Factors Controlling the Rate of Photodegradation in Polymers: The Effect of Temperature on the Photodegradation Quantum Yield in a PVC Polymer Containing Metal–Metal Bonds in the Polymer Chain

Abstract

The effect of temperature on the degradation quantum yield of a poly(vinyl chloride) polymer with Cp2Mo2(CO)6 units incorporated into its chains was studied (Cp = cyclopentadienyl). The polymer is photochemically reactive in the absence of oxygen because the CpMo(CO)3 radicals formed by photolysis of the Mo–Mo bonds react with C–Cl bonds to form CpMo(CO)3Cl units. Quantum yields as a function of temperature were obtained for this polymer and for two control systems, Cp′2Mo2(CO)6 dispersed in PVC and Cp′2Mo2(CO)6 in hexane/CCl4 solution (Cp′ = η5-C5H4CH3). The quantum yields of the two control systems showed only slight increases with an increase in temperature. For the reaction in hexane/CCl4, this temperature dependence is attributed to the decrease in viscosity of the solution and the subsequent decrease in the radical-radical recombination efficiency.
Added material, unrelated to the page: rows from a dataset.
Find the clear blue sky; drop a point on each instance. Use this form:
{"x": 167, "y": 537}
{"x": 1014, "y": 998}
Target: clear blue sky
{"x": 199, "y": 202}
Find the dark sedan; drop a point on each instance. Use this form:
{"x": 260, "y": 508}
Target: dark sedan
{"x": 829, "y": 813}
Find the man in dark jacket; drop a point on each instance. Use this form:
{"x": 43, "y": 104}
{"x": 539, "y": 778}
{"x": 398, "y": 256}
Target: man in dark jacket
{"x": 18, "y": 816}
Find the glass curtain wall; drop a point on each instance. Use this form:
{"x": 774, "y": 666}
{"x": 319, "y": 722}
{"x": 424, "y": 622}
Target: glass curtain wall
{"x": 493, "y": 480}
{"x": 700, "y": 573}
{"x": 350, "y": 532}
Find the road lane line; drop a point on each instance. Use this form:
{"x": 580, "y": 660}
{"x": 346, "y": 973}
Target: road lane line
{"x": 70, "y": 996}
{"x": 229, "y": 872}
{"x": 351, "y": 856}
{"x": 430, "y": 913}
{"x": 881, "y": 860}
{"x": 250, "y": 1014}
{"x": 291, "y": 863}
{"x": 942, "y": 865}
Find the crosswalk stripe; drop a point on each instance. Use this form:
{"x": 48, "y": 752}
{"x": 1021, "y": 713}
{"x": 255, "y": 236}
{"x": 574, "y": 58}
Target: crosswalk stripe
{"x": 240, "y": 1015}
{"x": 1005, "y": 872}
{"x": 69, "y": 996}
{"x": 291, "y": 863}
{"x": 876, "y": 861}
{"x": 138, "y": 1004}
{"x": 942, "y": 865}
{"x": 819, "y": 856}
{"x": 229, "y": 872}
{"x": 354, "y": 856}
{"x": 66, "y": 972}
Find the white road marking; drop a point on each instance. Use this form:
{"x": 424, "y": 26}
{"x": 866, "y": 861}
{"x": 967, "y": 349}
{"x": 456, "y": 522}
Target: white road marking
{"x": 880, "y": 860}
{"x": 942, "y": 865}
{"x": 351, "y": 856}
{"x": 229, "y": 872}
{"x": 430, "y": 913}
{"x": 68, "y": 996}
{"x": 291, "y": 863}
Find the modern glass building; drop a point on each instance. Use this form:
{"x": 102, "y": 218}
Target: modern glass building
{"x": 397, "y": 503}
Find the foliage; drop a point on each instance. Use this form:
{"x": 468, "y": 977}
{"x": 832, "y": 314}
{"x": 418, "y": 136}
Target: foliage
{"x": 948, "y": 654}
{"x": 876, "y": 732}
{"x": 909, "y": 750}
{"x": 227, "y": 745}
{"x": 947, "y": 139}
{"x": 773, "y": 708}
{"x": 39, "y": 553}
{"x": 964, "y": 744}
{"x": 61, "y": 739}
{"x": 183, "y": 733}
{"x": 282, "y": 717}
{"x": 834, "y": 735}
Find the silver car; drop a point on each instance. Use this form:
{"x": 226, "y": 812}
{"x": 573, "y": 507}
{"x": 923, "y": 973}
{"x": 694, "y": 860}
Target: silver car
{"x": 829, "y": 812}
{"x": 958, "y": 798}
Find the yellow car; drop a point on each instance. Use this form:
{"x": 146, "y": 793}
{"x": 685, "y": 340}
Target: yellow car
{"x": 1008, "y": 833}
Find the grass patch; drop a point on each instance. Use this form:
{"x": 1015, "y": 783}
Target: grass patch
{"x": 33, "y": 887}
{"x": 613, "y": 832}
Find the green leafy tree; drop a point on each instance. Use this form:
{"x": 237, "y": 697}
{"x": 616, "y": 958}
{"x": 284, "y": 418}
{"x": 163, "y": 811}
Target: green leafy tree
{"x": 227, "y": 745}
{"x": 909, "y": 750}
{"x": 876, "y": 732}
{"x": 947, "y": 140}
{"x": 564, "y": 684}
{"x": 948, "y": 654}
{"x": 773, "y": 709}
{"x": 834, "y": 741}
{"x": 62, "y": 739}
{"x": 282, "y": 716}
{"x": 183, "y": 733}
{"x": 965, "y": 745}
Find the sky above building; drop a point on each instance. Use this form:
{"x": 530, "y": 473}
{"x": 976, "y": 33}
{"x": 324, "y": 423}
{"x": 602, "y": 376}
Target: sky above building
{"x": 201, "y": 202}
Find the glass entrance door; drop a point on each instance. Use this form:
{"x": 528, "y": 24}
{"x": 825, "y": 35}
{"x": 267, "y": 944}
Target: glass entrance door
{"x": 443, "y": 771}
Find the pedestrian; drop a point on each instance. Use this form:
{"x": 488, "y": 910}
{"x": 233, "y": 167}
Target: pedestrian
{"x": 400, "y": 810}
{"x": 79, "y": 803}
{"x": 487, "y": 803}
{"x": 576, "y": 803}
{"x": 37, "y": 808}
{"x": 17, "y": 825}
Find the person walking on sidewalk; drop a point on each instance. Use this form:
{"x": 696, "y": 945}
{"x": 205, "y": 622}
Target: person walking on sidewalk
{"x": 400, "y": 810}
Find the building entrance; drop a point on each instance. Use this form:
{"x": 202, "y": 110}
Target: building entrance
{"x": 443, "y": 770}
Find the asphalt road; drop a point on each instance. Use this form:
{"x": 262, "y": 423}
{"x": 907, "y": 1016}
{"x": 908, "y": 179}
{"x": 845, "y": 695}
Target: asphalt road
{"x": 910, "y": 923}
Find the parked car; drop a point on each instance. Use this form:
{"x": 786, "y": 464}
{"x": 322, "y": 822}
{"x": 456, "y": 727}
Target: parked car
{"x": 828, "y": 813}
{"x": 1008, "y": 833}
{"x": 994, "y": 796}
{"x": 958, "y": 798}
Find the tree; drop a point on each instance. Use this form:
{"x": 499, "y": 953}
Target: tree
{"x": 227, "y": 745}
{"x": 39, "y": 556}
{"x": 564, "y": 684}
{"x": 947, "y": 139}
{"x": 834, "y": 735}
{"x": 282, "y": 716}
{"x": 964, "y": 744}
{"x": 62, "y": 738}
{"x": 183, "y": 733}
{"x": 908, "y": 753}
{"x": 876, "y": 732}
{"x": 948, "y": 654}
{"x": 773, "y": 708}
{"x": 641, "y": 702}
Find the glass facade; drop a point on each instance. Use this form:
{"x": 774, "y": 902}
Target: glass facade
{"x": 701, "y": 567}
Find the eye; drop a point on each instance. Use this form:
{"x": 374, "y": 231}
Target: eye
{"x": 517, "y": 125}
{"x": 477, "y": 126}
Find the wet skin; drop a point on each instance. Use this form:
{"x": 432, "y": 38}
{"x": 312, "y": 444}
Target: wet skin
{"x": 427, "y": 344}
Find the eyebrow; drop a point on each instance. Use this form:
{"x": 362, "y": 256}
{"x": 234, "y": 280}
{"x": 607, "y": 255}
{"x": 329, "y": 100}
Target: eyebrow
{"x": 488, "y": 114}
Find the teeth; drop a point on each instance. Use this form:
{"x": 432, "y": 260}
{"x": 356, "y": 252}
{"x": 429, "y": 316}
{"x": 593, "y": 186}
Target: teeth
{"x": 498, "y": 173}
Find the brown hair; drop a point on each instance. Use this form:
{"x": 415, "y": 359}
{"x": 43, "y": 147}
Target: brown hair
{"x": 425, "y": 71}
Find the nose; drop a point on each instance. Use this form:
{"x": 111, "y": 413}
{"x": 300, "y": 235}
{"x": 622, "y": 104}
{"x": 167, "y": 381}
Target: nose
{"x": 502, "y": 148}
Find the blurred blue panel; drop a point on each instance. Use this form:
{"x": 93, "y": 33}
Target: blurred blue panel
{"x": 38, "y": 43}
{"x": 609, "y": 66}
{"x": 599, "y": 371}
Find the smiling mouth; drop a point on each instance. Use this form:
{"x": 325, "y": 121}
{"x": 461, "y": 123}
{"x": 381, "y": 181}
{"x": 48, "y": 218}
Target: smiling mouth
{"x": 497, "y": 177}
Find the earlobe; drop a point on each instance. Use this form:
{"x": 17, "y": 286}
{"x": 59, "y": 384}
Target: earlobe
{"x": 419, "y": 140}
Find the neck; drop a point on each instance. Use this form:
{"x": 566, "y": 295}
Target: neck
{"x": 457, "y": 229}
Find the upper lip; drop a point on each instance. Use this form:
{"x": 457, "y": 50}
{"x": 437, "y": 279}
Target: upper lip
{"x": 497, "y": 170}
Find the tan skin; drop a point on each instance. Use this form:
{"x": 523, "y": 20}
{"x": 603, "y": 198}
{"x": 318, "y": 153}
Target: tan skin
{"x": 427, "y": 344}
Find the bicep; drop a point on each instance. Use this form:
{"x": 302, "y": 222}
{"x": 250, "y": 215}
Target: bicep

For the Cp′2Mo2(CO)6 dispersed in PVC, the small temperature dependence is attributed to an increase in free volume as the temperature increases. In contrast to these results, the temperature dependence of the quantum yield of the PVC polymer with Cp2Mo2(CO)6 units along its chains is relatively large. It is proposed that an increase in temperature facilitates the polymer chain relaxation processes (involving recoil and rotation) following photolysis of the Mo–Mo bond. The radical–radical recombination efficiency is subsequently decreased, which leads to a net increase in chain cleavage and degradation efficiency.